Two simple rules follow from the diagram:

1. **Run `scripts/generate_data.py` once** before opening any notebook that uses a dataset — every notebook from B1 onward checks for its dataset and tells you if it's missing.
2. **Always launch Jupyter from the `notebooks/` directory** (`jupyter notebook notebooks/`) so the `from llm_client import ClaudeClient` import resolves without `sys.path` gymnastics.

---

## Shared datasets

All notebooks read from `data/`, which is generated by `scripts/generate_data.py`. Re-running the generator is idempotent and safe.

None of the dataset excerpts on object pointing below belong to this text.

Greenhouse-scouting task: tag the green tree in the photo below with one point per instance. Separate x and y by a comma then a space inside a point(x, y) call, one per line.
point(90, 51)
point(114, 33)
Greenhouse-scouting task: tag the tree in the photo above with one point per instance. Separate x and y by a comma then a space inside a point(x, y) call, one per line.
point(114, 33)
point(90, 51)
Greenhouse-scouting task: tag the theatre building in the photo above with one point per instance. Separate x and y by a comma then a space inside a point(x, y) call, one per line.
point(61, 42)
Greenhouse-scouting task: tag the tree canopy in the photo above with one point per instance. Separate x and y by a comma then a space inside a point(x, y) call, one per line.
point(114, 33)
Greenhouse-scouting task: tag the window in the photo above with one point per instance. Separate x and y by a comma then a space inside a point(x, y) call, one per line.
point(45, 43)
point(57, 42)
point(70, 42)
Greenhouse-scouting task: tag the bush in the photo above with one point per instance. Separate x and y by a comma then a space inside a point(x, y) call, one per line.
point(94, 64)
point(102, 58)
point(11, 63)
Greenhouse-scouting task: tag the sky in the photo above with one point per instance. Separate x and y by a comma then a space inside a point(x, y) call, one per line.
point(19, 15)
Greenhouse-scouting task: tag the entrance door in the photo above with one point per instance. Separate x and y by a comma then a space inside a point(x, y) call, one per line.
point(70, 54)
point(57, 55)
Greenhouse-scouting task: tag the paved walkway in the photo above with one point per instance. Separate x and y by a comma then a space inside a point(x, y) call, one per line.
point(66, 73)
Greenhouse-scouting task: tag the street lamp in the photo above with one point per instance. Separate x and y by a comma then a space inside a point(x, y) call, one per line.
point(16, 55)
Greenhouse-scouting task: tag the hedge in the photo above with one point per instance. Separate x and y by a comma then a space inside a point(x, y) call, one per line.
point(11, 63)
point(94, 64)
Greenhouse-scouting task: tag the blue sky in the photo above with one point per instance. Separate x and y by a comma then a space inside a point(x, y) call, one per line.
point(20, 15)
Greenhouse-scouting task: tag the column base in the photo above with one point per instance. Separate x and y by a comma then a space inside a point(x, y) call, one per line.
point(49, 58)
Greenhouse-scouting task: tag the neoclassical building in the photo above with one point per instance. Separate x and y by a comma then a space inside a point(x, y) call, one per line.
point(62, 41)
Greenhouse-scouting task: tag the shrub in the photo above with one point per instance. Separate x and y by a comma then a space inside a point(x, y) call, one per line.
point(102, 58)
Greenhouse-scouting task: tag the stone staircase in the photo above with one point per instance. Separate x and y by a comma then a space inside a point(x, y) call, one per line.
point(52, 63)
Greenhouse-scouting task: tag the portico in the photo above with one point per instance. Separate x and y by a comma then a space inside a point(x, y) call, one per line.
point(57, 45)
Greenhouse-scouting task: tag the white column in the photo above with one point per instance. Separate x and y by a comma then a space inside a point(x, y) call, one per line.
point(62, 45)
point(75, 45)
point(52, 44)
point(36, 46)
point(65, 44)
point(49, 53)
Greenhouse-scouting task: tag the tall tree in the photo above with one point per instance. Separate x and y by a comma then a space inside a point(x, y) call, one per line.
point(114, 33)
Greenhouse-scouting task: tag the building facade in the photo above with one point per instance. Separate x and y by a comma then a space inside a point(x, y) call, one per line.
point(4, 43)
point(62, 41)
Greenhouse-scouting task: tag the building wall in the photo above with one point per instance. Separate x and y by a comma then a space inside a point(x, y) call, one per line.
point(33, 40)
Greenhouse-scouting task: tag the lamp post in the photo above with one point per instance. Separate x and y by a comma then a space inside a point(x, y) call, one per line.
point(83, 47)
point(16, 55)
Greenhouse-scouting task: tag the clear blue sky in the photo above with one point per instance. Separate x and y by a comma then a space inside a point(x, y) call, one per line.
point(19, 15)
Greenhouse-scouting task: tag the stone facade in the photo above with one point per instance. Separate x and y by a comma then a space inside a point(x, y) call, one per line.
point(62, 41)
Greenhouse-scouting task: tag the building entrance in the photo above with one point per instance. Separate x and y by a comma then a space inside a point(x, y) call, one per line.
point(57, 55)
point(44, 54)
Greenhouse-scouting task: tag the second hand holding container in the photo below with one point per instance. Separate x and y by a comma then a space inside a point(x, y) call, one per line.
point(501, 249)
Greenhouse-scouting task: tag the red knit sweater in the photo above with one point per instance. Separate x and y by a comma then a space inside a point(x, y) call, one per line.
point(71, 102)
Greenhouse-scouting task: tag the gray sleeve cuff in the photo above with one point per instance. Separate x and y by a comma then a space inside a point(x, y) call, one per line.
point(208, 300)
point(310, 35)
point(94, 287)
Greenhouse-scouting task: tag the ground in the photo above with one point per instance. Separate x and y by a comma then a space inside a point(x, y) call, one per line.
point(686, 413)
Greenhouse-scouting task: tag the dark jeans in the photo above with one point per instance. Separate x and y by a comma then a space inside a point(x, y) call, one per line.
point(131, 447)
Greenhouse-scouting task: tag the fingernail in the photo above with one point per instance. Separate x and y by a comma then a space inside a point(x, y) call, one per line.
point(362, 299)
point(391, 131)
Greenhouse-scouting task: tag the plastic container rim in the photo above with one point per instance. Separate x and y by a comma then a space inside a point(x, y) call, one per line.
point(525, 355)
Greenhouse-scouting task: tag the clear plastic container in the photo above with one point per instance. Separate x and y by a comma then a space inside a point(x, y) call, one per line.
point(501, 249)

| File | Used in | What it represents |
|---|---|---|
| `data/saas_metrics.csv` | B1, B3, C2 | 12 months × 3 customer segments × MRR / new MRR / churn / expansion |
| `data/pipeline_jobs.csv` | C2, D2 | Daily ETL job runs with status, duration, and SLA flags |
| `data/warehouse_usage.csv` | C1, C2 | Per-user warehouse query counts and costs |
| `data/qbr_q3_2025.md` | B2, B4, B5 | Synthetic quarterly business review (RAG corpus + PDF source) |
| `data/runbook_data_quality.md` | B4, B5 | Synthetic data-quality incident runbook |
| `data/runbook_warehouse_cost.md` | B3, B4, B5 | Synthetic warehouse cost-control runbook (long doc — good caching target) |
| `data/qbr_q3_2025.pdf` | B2 | Generated from the markdown via `reportlab` |
| `data/dashboard_screenshot.png` | B2 | Generated chart PNG (matplotlib) |

All datasets are **synthetic**. No real client data is included.

---

## Conventions used across notebooks

- **Python 3.11+**, `anthropic>=0.40`.
- **A2 builds the wrapper, B1 onward imports it.** A2's notebook defines `ClaudeClient` inline as a teaching exercise. Every later notebook starts with `from llm_client import ClaudeClient` and never redefines it.
- **Three-section pattern** in every notebook: *Setup → Walkthrough → Practitioner Lab*.
- **No notebook depends on another notebook's state.** Notebooks may share datasets and the `llm_client` module; they never share Python variables.
- **No real API key in version control.** `.env` is gitignored; `.env.example` shows the shape.
- **Cost-conscious examples.** Every notebook prints estimated cost per call when relevant (after you populate `PRICES_PER_M_TOKENS` in `llm_client.py` with current rates from [anthropic.com/pricing](https://www.anthropic.com/pricing)).

---

## License

Code in this repository: MIT, © 2026 DataMy.
Concepts attributed to Anthropic as cited inline. Not affiliated with Anthropic.